Most western movies that attempt to depict an old west saloon have a rinky-tink piano playing in the background. These old “upright” instruments provided the atmosphere needed to set the mood for gamblers, and saloon girls. In actuality, there weren’t many saloons that could afford such an instrument, nor were the rooms large enough for a stage on which a line of dancing girls would strut their stuff. To be able to find a piano player who could play rag-time music was out of the question in the old mining camps. But, there were a few. One of these was the Lawrence Saloon in Frisco, Utah. The old piano in the corner was thumped on almost daily by some would-be musician moving through town.
Children growing up in the camp report that one of their adventures was to sit on the boardwalk in front of the saloon and peek under the swinging doors to watch the “painted ladies” move about the room, dressed in their fancy gowns, and listen to the music of the saloon piano playing tunes of the day.
The more conservative mothers of Frisco, of course, became concerned about this activity on the part of their kids and would insist that they stop the practice.

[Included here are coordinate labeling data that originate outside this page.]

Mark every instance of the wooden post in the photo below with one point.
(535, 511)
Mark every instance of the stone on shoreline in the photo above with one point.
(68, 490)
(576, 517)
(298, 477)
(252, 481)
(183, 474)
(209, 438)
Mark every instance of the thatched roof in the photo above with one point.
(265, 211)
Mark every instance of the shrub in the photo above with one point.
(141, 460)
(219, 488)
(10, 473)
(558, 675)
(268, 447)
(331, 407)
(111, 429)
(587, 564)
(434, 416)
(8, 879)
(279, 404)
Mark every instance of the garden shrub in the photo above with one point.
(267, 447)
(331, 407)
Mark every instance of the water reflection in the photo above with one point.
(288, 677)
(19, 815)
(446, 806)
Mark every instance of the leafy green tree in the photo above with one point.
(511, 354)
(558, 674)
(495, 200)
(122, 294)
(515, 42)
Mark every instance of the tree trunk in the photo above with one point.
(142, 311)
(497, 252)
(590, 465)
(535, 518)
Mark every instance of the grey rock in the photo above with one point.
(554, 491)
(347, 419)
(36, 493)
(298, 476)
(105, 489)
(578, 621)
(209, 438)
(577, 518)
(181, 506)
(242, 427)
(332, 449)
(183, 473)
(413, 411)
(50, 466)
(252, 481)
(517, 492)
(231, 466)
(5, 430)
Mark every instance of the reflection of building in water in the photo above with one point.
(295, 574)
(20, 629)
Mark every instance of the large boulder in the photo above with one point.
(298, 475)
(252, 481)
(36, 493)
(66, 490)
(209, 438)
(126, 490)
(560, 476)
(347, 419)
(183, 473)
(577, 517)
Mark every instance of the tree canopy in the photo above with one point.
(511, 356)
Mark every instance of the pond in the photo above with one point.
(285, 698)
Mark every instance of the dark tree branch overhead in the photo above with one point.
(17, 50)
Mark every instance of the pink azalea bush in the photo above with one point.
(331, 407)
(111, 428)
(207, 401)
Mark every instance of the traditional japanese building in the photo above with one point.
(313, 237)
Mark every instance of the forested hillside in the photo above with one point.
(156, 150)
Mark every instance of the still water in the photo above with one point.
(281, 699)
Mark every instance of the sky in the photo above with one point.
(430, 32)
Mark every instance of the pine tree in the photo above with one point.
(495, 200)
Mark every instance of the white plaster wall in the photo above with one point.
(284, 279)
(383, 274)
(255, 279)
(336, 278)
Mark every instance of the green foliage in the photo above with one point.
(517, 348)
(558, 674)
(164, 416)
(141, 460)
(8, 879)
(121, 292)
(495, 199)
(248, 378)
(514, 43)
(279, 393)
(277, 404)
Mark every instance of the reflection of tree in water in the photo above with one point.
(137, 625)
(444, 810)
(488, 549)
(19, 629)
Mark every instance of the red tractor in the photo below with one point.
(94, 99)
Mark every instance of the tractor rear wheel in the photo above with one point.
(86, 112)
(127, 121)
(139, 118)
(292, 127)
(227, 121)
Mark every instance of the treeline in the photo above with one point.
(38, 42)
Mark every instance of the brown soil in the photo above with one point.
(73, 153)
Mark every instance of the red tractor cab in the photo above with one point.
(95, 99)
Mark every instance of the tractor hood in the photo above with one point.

This demand, of course, made the activity even more adventurous.
Clara Griffith was one of these strict mothers. She was raising six young ladies and a son of her own and she was “worried sick” that her girls would be attracted to such low standards. She told her husband, James, that she wanted him to purchase a piano of their own so that her girls could take lessons and instill an appreciation of higher quality music. Jim Griffiths wasn’t quite sure about this, but, after days and days of listening to Clara’s persistence and nagging, he finally agreed and ordered a good quality upright piano from the ZCMI Department Store in Salt Lake. ZCMI stood for Zions Commerce Mercantile Institution, owned and operated by the Mormon Church, and carrying everything the residents of Utah could need.
It arrived via the Southern Extension Railway at the Frisco depot firmly wrapped in protective cotton quilting. A crew of sturdy miners rolled the piano, equipped with metal casters, onto the family wagon and with some fanfare pulled up Main Street. Everyone in the town could hear the clanging, tinkling, and clanking of its hammers on the strings; announcing its arrival with every bump in the road, to the Griffith home on Horn Silver Avenue.
It took its place in the living room next to the front window in the Griffiths home. For many years it was the only piano in a private home in Frisco. Quickly the Griffiths home became the center of youth gatherings. Most of the girls in the family learned the basics of piano performance, and gathering around the beautifully engraved instrument to sing and dance became a weekly teenage town party.
So the piano became a basic part of the culture and lives of families that extended from the six girls and their brother Walter. After he had left his home to move to California, his home would contain not just a grand piano but a Lowry Organ as well.
The old upright piano moved from home to home over the decades; finally ending in my mother’s home where both my sister and I learned to play. The keys became worn from many fingers, some of the fine ivory fell away, and many of the keys became reduced to wooden tops. The finish was changed by my aunts to a deep oak stain. As many feet worked the pedals, two of them failed, over the years, to soften its brassy sound.
I kept it in my summer home for twenty years and loved to pound away on it and listen to the bright, cheerful, ringing sound – even if the strings were slightly out of tune. To me, as I played some of the old standards, it has the same, delightful rinky-tink sound of those old Frisco saloons pianos.
Now it sits, wrapped in protective plastic in my garage, waiting for my grandson to haul it away. He wanted to have it to remind him of his heritage and all the years it has filled his ancester’s homes with music and memories.